Bush Space Policy Responses: "Some would argue that the money would be better spent on education. That by adding the $11 billion planned for this new initiative to the $600 billion US department of Education budget over the same time would solve all the problems with the educational system.

How about the story of Homer H. Hickam, Jr, a boy growing up in Coalwood West Virginia in the late 1950's. A company town where you joined your father and grandfather in the coal mines when you grew up. In 1957 Homer greeted the news of Spunik with awe and decided to build his own rocket. He spent weekends and evenings learning engineering, math and physics, his friends joined in, and in 1960 they and their rockets came in first place at a national science fair and won full scholarships. As a result of the space program the US gained 4 engineers and 2 bankers rather than six young boys destined to a life in the mines.

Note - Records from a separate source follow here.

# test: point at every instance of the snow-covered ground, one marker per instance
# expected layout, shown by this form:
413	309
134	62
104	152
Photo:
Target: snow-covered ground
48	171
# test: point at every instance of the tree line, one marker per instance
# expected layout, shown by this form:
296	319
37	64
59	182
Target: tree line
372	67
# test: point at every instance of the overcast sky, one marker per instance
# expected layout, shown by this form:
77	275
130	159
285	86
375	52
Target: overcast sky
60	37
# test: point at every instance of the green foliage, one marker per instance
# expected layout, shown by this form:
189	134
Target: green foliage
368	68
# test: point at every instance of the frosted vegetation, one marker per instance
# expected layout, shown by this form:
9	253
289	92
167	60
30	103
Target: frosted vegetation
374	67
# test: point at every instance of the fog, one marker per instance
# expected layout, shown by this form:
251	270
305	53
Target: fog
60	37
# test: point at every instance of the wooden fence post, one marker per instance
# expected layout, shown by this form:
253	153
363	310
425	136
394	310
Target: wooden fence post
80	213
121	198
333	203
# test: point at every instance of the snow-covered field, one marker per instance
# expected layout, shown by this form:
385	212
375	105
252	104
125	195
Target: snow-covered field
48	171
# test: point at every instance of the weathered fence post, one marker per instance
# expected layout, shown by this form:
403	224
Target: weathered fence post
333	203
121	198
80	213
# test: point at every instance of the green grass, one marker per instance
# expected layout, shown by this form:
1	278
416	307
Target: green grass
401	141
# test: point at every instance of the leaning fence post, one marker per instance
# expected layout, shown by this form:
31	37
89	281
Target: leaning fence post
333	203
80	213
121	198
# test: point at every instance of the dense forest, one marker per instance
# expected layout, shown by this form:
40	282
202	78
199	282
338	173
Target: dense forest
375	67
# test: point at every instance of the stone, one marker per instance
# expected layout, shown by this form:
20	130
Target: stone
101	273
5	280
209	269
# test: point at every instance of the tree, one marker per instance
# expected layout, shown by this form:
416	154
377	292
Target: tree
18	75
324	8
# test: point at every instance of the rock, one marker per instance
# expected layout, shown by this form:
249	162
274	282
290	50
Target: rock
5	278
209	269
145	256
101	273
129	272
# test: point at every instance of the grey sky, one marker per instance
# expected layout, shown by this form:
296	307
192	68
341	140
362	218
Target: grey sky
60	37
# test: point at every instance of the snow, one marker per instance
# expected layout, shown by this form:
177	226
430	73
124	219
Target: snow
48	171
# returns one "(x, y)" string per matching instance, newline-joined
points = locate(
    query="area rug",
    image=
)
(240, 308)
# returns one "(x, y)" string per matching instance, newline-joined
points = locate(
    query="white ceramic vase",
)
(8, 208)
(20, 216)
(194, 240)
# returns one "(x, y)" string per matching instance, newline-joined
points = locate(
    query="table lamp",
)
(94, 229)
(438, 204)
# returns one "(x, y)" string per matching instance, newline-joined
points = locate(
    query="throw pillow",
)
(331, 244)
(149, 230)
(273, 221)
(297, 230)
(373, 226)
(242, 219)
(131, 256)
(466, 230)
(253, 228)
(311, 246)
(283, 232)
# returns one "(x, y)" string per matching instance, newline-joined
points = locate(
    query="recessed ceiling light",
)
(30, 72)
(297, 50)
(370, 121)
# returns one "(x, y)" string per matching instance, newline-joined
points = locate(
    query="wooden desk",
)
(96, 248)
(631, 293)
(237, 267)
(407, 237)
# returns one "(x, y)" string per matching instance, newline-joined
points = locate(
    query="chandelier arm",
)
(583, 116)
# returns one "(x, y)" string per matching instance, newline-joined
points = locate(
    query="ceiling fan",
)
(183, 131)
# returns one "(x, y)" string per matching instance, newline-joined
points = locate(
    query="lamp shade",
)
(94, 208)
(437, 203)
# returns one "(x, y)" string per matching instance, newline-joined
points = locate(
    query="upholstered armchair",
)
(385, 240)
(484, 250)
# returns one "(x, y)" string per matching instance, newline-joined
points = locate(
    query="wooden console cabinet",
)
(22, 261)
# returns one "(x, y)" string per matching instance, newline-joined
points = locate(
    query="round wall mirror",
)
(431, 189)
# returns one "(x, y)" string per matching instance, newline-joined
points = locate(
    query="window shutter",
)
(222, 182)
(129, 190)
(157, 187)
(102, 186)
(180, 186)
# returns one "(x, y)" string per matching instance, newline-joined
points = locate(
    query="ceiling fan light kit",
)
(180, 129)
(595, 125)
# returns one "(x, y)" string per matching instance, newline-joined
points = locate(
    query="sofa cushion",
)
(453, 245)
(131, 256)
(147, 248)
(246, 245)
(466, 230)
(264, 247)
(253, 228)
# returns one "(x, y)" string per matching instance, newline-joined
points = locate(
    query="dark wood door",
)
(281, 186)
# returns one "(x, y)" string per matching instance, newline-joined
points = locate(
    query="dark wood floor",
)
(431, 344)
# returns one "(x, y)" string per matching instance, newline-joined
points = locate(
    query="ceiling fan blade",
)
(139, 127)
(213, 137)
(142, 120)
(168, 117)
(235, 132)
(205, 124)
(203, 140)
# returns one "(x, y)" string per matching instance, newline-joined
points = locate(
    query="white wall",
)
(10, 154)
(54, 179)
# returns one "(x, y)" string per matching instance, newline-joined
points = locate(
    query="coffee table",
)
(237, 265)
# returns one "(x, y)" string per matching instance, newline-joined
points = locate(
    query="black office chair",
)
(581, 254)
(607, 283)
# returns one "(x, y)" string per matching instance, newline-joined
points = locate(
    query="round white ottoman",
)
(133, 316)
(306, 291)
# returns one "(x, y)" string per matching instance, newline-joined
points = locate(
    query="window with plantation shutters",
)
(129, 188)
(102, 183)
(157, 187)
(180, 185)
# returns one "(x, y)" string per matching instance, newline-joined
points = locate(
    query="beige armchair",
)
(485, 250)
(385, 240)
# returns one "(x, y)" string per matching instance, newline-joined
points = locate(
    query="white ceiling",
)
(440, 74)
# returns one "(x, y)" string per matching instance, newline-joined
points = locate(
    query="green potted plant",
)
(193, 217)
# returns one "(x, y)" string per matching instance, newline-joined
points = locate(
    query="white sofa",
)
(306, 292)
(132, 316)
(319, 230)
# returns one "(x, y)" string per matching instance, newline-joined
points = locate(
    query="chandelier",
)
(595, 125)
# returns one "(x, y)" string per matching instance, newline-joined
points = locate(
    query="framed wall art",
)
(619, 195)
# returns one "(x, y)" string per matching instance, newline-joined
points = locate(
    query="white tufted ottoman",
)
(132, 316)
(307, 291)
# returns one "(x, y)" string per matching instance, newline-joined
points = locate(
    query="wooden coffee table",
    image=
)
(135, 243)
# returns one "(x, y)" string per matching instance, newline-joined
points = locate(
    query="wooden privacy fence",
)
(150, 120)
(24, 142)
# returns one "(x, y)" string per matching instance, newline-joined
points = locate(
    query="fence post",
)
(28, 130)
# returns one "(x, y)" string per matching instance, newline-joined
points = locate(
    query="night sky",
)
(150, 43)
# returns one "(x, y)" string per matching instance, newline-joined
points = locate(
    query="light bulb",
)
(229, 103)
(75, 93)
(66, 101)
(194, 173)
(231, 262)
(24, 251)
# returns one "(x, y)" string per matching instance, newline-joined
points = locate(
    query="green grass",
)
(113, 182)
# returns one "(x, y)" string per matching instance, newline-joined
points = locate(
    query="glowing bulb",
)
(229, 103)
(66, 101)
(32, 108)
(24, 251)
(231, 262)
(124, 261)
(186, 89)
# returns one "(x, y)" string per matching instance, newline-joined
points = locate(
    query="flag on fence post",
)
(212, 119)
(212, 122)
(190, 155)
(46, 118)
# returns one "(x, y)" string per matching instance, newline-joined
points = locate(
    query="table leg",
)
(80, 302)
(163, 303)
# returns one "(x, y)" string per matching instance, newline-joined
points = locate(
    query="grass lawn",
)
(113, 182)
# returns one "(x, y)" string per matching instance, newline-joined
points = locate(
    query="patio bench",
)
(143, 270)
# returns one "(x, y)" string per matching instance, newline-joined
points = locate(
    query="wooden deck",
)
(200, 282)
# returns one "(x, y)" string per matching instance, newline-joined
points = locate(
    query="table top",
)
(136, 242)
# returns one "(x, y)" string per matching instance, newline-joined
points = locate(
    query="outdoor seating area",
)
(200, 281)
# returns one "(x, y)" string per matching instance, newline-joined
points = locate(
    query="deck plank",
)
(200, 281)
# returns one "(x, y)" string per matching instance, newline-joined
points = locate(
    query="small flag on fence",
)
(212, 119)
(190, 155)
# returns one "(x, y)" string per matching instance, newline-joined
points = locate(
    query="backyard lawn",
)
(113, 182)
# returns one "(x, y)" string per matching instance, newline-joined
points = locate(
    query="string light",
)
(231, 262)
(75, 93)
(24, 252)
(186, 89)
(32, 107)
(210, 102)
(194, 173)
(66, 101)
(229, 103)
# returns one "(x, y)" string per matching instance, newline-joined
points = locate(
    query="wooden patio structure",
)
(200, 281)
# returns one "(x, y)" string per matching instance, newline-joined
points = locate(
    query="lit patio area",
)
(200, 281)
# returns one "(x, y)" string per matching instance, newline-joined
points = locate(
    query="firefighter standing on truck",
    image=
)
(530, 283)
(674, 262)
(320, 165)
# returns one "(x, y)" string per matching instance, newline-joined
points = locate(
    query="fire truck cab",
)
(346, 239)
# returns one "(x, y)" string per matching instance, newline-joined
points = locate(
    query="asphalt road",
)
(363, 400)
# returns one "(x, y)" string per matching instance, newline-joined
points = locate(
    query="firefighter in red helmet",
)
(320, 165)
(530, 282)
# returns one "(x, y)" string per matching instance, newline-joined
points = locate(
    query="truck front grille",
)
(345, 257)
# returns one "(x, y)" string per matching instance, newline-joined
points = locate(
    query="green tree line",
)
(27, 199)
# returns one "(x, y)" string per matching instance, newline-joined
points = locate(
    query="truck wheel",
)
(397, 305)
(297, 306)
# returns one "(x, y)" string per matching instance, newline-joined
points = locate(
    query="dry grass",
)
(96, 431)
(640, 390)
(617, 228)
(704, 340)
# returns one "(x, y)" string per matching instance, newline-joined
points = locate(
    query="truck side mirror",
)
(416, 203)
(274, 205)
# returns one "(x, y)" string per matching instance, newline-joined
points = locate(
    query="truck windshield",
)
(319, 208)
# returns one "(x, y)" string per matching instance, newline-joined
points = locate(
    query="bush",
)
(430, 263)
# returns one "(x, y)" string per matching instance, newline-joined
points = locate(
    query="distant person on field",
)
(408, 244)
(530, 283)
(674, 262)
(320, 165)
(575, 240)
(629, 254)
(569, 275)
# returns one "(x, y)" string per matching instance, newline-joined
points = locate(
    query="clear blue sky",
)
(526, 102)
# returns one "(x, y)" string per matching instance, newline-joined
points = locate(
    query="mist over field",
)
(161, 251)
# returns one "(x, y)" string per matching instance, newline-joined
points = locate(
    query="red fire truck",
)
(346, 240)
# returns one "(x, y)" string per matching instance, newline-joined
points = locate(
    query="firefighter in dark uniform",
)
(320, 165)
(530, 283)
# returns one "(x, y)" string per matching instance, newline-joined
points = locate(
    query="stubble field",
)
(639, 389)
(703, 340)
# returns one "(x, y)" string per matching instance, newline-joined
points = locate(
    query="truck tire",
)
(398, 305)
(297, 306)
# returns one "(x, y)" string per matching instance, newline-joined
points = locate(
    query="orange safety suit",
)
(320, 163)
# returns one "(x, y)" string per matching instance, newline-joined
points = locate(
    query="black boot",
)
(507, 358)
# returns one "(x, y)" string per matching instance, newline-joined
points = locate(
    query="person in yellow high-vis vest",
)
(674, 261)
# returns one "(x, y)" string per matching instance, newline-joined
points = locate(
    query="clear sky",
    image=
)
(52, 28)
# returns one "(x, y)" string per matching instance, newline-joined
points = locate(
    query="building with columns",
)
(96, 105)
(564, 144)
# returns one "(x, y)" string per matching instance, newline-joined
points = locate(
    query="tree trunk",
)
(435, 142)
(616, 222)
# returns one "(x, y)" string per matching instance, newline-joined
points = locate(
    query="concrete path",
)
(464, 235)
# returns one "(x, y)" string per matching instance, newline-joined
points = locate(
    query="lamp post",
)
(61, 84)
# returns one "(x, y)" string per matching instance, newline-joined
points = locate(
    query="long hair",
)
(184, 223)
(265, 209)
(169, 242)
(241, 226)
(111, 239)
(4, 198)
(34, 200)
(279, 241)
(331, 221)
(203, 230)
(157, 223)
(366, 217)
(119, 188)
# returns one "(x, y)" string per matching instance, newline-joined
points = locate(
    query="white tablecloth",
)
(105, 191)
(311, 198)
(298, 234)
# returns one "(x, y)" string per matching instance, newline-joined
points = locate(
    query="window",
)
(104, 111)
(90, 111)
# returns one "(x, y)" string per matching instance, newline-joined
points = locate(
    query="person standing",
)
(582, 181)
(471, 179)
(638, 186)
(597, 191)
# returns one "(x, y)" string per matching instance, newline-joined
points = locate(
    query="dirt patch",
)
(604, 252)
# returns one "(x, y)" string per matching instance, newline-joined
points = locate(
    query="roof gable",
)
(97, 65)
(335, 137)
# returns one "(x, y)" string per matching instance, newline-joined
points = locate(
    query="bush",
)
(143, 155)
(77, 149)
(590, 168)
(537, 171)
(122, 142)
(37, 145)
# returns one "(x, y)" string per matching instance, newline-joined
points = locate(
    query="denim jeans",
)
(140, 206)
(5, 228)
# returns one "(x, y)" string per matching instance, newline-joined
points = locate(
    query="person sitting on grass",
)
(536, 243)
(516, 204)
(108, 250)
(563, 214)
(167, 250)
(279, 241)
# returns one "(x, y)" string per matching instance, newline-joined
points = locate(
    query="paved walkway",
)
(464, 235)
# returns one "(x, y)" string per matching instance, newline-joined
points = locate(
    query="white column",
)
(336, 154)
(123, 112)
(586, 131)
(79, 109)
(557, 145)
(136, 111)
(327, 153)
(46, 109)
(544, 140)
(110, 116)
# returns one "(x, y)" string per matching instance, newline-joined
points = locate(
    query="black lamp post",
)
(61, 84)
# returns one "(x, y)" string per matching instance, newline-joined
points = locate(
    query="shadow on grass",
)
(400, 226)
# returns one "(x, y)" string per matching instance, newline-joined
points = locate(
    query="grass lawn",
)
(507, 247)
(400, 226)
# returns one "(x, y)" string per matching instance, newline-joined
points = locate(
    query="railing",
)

This story was repeated thousands of times throughout U.S. in the 1960's. Convincing children to pursue science, technology, and math, and setting the stage for the computer revolution of the 1970's.

The U.S. is dependant on the knowledge based economy and if we are to remain competitive, we need to have more and more students entering the fields of engineering, technology and science. What better way to contribute to the educational excellence of our nation than to support and contribute to a program that will inspire thousands of children to enter the fields that our modern economy requires. After all study after study shows that children learn most effectively when they are genuinely interested in the topic and want to know the subject for its own sake and not because the teacher tells them to.